Hidden Treasures: Two Decades of
Workplace Basic Skills Efforts in the United States
Paul J. Jurmo, EdD
Paul J. Jurmo, EdD, is an experienced educator focusing on basic skills for development in the U.S. and developing countries. He has played multiple roles (researcher, evaluator, administrator, curriculum and professional developer, and advocate) while developing systems that integrate basic education with workforce and community development, health, environmental sustainability, prisoner reentry, and other forms of development. Recent work includes a national literacy reform initiative in Tonga and writing documents for the Open Door Collective and U.S. and international journals. Dr. Jurmo advocates for a collaborative, systems approach to program and policy development and a participatory approach to learning. For more information, visit www.pauljurmo.info.

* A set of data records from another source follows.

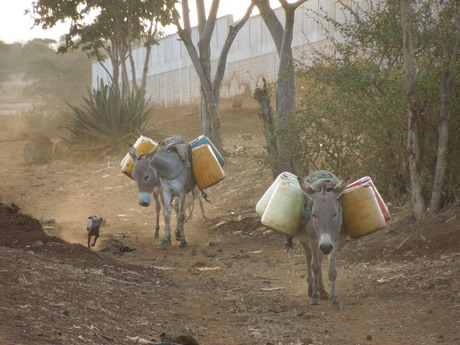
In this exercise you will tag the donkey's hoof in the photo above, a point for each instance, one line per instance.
(314, 301)
(336, 306)
(164, 243)
(323, 295)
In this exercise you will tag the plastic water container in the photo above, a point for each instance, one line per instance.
(143, 145)
(368, 180)
(263, 202)
(201, 140)
(206, 167)
(361, 211)
(285, 208)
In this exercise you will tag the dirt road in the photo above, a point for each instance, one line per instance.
(233, 284)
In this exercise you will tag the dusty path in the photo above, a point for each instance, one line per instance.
(233, 284)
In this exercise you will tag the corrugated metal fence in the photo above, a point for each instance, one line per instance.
(172, 79)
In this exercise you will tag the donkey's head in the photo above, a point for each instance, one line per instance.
(145, 174)
(326, 211)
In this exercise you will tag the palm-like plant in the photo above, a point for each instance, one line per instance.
(108, 120)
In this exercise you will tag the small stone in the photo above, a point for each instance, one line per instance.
(48, 220)
(37, 244)
(178, 333)
(307, 341)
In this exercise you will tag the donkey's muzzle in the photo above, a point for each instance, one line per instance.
(326, 248)
(325, 244)
(144, 199)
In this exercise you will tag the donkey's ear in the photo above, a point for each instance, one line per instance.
(306, 187)
(151, 155)
(133, 152)
(341, 186)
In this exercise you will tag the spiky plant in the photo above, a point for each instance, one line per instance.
(108, 120)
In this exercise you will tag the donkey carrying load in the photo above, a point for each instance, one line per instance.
(167, 174)
(319, 234)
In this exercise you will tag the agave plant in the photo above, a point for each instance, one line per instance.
(108, 120)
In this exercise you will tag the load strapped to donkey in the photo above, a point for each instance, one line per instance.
(169, 170)
(284, 206)
(206, 161)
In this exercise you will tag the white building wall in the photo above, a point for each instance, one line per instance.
(252, 56)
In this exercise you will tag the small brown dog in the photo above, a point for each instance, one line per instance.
(93, 228)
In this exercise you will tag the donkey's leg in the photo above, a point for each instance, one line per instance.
(202, 207)
(180, 234)
(166, 241)
(316, 267)
(307, 252)
(322, 291)
(332, 276)
(157, 210)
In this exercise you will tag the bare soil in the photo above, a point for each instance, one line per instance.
(233, 284)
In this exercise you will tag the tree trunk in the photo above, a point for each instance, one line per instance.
(414, 134)
(285, 90)
(210, 117)
(443, 125)
(262, 95)
(148, 49)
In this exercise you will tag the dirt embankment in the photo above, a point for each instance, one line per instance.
(233, 284)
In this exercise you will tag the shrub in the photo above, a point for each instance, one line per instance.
(108, 120)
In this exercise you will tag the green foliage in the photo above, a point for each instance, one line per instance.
(108, 120)
(105, 29)
(353, 116)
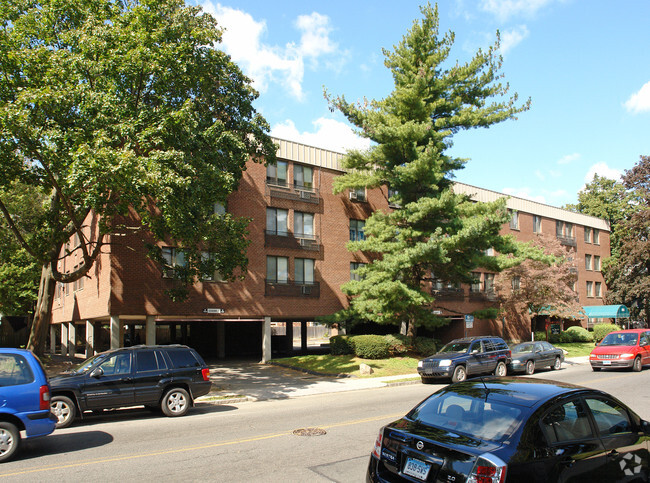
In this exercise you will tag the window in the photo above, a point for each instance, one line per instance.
(303, 225)
(277, 173)
(303, 176)
(353, 267)
(276, 221)
(514, 219)
(304, 271)
(173, 258)
(476, 284)
(277, 269)
(358, 194)
(356, 230)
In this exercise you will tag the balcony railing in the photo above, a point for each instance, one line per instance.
(298, 241)
(279, 188)
(290, 288)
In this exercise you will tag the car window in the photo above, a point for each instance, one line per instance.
(566, 422)
(476, 417)
(14, 370)
(117, 364)
(610, 417)
(182, 358)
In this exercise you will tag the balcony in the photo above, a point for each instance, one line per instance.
(297, 241)
(290, 288)
(279, 188)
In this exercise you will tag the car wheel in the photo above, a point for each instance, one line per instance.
(530, 367)
(176, 402)
(459, 375)
(64, 410)
(9, 440)
(557, 365)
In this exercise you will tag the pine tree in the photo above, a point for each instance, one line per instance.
(435, 233)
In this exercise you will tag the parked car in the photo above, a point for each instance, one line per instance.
(530, 355)
(513, 429)
(623, 348)
(470, 356)
(166, 377)
(24, 400)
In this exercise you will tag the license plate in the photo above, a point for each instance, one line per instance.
(416, 468)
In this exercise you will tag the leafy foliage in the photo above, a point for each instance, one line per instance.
(125, 110)
(435, 231)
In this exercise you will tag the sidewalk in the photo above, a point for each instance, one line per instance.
(240, 381)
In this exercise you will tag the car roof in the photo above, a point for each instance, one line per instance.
(518, 391)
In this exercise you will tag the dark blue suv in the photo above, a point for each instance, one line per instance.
(24, 400)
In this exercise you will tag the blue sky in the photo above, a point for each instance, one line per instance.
(584, 63)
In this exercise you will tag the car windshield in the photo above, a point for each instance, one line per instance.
(477, 417)
(523, 348)
(455, 347)
(614, 338)
(88, 363)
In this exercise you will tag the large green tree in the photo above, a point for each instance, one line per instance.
(435, 233)
(628, 273)
(123, 108)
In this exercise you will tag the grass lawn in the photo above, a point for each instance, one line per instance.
(348, 364)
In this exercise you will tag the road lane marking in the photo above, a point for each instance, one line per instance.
(194, 448)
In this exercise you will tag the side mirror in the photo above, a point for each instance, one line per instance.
(97, 373)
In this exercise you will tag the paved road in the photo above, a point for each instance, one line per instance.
(253, 441)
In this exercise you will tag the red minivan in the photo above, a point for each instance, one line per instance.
(623, 348)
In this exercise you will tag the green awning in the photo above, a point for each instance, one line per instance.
(607, 311)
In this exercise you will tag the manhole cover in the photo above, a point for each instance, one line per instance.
(309, 432)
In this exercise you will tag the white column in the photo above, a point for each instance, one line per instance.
(266, 340)
(72, 339)
(116, 332)
(52, 339)
(90, 339)
(150, 330)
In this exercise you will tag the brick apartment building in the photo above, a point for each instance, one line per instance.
(297, 264)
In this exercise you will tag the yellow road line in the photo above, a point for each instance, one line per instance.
(193, 448)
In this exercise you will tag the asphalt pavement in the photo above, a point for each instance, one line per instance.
(240, 381)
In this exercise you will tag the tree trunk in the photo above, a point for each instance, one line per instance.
(43, 313)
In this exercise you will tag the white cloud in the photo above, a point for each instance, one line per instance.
(243, 41)
(569, 158)
(505, 9)
(511, 38)
(639, 101)
(602, 170)
(328, 134)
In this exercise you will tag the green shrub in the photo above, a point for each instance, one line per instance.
(398, 344)
(425, 346)
(341, 345)
(601, 330)
(371, 346)
(579, 334)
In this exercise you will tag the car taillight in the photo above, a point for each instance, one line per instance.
(488, 469)
(377, 449)
(44, 397)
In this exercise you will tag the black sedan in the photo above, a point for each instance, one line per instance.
(514, 429)
(530, 355)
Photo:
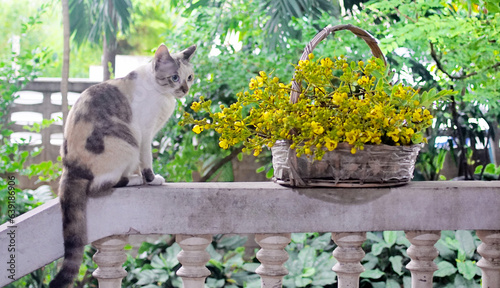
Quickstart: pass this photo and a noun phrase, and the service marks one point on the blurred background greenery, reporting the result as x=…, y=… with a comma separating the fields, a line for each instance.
x=450, y=44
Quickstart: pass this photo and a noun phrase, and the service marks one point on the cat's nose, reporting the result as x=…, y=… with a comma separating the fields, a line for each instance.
x=184, y=87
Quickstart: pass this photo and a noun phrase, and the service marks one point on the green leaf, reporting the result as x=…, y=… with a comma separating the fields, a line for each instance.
x=490, y=168
x=307, y=256
x=390, y=237
x=308, y=272
x=467, y=269
x=397, y=264
x=478, y=170
x=391, y=283
x=261, y=169
x=324, y=278
x=157, y=262
x=445, y=268
x=377, y=248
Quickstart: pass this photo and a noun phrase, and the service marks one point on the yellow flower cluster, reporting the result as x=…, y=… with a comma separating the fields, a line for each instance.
x=339, y=102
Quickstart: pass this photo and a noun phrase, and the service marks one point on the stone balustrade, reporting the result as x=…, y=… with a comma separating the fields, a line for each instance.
x=196, y=211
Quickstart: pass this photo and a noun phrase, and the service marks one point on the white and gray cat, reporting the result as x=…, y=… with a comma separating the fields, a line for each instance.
x=107, y=142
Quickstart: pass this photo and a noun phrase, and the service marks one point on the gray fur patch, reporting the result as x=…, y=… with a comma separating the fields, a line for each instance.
x=148, y=174
x=105, y=104
x=132, y=75
x=77, y=170
x=105, y=101
x=122, y=183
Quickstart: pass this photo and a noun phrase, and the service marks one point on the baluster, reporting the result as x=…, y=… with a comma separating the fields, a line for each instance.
x=348, y=254
x=109, y=259
x=272, y=256
x=193, y=258
x=490, y=261
x=422, y=253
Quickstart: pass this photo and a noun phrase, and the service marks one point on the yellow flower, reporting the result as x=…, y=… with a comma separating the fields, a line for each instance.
x=417, y=116
x=197, y=129
x=327, y=62
x=317, y=128
x=351, y=136
x=394, y=134
x=196, y=106
x=330, y=144
x=223, y=144
x=253, y=84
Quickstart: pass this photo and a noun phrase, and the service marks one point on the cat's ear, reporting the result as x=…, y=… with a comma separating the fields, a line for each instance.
x=188, y=53
x=162, y=55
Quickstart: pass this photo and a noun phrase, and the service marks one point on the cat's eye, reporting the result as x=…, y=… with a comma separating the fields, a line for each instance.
x=175, y=78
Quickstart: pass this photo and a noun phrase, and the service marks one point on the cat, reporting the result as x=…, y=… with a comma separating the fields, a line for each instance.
x=107, y=142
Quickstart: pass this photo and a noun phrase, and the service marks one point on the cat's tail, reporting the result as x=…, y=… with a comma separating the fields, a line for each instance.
x=73, y=199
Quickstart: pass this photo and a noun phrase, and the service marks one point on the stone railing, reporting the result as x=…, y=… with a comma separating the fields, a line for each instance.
x=46, y=107
x=195, y=211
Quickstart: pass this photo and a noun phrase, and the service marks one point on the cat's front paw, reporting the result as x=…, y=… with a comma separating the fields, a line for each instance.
x=158, y=180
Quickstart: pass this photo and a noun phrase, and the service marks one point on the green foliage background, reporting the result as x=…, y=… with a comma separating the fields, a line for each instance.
x=462, y=36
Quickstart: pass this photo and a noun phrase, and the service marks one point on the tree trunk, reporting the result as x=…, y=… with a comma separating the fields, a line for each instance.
x=65, y=68
x=109, y=46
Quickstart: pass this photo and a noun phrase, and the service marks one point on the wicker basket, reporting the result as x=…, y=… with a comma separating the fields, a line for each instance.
x=375, y=166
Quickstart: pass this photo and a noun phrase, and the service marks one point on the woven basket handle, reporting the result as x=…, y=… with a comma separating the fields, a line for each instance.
x=369, y=39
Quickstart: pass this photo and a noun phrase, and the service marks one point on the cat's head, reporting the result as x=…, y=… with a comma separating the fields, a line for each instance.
x=173, y=72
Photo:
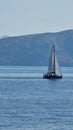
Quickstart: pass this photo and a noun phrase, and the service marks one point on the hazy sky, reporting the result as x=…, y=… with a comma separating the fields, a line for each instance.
x=21, y=17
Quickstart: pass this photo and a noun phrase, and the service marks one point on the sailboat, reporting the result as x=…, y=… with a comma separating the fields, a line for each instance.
x=54, y=71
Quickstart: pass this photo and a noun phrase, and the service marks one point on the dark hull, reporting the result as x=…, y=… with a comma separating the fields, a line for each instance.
x=47, y=76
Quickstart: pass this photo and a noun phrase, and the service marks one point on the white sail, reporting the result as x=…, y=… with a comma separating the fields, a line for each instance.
x=53, y=64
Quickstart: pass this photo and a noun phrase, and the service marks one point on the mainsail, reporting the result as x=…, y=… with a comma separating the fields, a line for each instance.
x=53, y=66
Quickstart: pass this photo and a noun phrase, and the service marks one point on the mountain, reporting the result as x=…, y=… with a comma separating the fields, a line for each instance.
x=35, y=49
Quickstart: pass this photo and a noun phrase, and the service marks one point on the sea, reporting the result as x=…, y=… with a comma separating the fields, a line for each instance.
x=29, y=102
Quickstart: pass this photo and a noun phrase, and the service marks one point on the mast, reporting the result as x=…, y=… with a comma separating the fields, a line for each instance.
x=53, y=66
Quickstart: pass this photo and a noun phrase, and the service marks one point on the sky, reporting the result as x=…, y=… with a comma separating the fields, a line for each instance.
x=22, y=17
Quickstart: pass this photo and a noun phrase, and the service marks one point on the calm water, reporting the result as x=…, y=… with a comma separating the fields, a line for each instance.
x=29, y=102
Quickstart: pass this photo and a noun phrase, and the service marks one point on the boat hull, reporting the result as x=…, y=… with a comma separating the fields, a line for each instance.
x=47, y=76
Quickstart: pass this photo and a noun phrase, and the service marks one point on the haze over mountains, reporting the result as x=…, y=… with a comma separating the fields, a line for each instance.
x=35, y=49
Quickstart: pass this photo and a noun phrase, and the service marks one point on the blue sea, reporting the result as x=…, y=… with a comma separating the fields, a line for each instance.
x=29, y=102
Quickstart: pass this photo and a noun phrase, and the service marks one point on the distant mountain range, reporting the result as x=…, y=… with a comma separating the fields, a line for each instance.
x=35, y=49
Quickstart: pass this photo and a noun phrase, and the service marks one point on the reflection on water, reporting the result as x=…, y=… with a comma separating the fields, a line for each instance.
x=29, y=102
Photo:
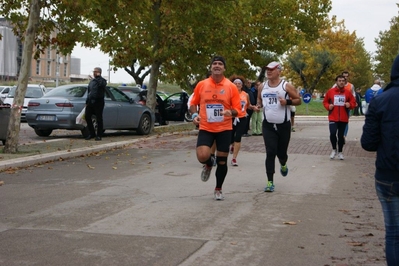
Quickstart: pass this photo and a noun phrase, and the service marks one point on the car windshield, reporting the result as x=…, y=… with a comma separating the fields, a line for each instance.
x=77, y=91
x=162, y=95
x=130, y=93
x=31, y=92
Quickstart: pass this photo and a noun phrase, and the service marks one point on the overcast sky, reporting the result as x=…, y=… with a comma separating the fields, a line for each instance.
x=366, y=17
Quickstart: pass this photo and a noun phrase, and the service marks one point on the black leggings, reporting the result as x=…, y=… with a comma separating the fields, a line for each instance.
x=96, y=109
x=337, y=128
x=276, y=138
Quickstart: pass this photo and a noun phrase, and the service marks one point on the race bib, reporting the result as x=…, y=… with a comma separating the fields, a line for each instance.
x=214, y=113
x=243, y=105
x=339, y=100
x=271, y=100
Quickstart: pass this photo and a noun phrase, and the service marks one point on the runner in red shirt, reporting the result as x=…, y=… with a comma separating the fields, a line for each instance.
x=218, y=101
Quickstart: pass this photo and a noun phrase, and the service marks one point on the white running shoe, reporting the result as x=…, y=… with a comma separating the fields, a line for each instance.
x=218, y=195
x=332, y=154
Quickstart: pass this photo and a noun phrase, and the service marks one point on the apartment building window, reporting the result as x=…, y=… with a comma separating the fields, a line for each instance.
x=48, y=68
x=37, y=67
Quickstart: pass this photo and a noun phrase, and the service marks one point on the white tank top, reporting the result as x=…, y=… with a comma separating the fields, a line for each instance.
x=273, y=111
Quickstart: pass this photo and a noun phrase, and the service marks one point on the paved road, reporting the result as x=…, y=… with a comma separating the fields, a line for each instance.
x=145, y=205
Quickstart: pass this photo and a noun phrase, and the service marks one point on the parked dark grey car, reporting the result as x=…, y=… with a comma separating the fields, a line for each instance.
x=59, y=108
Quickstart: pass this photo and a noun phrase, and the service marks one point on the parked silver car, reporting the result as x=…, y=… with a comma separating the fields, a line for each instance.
x=59, y=108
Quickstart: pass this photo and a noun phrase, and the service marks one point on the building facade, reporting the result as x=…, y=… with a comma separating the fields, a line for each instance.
x=51, y=67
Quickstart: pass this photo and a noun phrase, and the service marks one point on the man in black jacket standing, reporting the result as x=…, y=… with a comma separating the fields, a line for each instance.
x=95, y=104
x=380, y=134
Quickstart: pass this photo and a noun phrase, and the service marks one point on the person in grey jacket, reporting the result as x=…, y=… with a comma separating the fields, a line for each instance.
x=381, y=134
x=95, y=104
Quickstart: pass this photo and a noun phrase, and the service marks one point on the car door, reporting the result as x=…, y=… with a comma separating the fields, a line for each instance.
x=129, y=113
x=174, y=107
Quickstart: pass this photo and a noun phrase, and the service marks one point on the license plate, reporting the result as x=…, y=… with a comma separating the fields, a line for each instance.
x=46, y=118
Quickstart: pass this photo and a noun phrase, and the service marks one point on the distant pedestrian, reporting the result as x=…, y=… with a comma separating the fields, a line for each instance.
x=338, y=101
x=351, y=88
x=380, y=134
x=372, y=91
x=218, y=101
x=276, y=96
x=240, y=121
x=358, y=109
x=95, y=104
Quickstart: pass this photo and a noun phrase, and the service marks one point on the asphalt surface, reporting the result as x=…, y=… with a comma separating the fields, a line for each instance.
x=139, y=201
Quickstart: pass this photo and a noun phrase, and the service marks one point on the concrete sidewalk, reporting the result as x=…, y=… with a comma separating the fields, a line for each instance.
x=31, y=153
x=145, y=205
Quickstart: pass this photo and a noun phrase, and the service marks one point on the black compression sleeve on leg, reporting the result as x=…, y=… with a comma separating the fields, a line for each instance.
x=221, y=171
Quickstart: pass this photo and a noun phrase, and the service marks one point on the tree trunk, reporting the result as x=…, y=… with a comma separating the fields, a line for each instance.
x=15, y=115
x=152, y=86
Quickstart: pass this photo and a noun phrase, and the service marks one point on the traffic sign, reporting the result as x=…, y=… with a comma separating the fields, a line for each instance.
x=307, y=97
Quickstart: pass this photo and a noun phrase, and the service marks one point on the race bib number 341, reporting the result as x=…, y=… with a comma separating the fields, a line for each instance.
x=214, y=113
x=271, y=100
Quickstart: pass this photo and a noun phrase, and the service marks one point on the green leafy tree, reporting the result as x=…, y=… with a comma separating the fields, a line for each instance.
x=315, y=64
x=387, y=49
x=175, y=43
x=36, y=23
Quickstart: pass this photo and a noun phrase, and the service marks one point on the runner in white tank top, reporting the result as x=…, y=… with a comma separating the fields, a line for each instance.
x=273, y=111
x=276, y=98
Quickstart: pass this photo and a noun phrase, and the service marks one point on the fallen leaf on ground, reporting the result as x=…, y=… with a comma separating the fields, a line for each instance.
x=356, y=244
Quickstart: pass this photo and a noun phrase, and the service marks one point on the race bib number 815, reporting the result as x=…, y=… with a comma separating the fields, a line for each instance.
x=214, y=113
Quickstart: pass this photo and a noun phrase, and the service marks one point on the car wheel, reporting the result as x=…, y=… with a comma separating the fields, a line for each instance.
x=187, y=116
x=145, y=125
x=85, y=132
x=43, y=132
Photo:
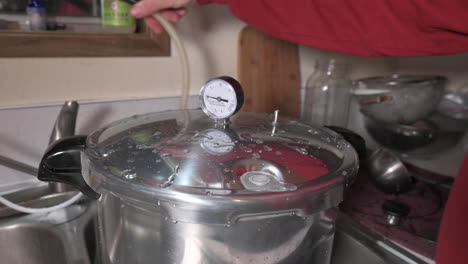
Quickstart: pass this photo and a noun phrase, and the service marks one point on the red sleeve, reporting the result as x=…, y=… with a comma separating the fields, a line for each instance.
x=362, y=27
x=452, y=246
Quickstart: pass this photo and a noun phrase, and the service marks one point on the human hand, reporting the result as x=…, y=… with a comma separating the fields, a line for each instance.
x=172, y=10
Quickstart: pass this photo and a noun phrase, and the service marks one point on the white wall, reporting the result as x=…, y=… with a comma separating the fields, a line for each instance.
x=209, y=33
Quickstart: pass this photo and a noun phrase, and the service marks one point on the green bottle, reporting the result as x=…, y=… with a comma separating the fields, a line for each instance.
x=116, y=18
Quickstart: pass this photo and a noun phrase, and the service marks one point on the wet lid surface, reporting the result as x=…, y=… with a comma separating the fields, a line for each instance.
x=186, y=149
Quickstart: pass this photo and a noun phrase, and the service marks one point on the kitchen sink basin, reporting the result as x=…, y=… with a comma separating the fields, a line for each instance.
x=69, y=236
x=64, y=236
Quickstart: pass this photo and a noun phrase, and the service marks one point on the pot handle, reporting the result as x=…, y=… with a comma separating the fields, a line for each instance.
x=62, y=163
x=358, y=142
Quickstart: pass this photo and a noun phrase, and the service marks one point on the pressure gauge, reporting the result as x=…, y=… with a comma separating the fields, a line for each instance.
x=222, y=97
x=217, y=142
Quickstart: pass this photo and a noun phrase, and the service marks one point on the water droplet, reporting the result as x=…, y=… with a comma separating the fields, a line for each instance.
x=267, y=148
x=128, y=174
x=303, y=151
x=245, y=149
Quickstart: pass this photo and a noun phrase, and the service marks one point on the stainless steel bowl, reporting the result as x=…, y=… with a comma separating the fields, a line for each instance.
x=401, y=137
x=400, y=99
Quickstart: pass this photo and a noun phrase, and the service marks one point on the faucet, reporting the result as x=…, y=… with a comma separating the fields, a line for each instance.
x=64, y=127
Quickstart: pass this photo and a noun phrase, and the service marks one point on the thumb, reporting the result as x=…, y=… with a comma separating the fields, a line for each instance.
x=148, y=7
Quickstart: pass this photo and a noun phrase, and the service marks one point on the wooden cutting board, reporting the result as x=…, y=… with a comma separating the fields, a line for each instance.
x=268, y=69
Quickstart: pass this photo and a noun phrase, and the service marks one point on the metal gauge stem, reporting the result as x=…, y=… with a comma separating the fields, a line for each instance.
x=221, y=97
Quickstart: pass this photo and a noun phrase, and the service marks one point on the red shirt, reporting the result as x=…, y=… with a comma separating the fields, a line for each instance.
x=377, y=28
x=362, y=27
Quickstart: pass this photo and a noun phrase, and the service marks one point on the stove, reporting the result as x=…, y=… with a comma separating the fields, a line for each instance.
x=417, y=231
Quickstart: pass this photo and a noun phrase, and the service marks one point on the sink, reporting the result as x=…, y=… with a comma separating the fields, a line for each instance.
x=354, y=243
x=69, y=236
x=65, y=236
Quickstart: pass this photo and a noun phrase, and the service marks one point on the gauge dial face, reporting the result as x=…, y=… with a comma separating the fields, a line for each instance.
x=219, y=99
x=217, y=142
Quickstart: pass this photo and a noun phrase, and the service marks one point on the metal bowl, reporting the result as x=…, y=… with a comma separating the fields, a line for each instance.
x=401, y=137
x=402, y=99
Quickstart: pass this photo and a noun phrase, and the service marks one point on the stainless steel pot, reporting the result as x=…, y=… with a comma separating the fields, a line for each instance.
x=177, y=187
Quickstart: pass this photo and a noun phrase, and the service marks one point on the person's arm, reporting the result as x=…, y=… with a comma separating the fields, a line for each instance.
x=361, y=27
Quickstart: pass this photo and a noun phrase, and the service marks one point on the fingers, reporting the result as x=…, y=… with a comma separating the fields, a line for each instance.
x=153, y=24
x=145, y=8
x=173, y=15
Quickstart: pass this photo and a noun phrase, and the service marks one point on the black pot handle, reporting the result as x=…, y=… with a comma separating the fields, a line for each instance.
x=62, y=163
x=358, y=143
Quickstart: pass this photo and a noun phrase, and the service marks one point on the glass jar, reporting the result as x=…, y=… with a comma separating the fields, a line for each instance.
x=327, y=95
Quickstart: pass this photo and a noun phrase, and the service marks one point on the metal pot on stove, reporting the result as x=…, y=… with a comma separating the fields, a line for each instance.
x=179, y=187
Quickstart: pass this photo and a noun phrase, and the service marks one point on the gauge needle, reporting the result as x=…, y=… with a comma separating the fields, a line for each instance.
x=218, y=98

This article describes two decades of workplace basic skills efforts in the United States (mid- 1980s to early 2000s). Private- and public-sector groups defined the problem of inadequate basic skills in the incumbent workforce. They raised awareness of this problem as it affected various segments of the workforce and diverse industries. They generated resources, created services to strengthen workers’ basic skills, and evaluated and learned from those efforts. The article summarizes components of effective workplace basic skills programs and the supports that programs require. It recommends that U.S. decision makers now adapt lessons from these earlier workplace basic skills efforts when they consider how to build a new workforce basic skills development system. This new system would support both incumbent workers and unemployed job seekers to succeed in family-sustaining employment. It would also help our economy transition to one that is more equitable, efficient, and environmentally sustainable.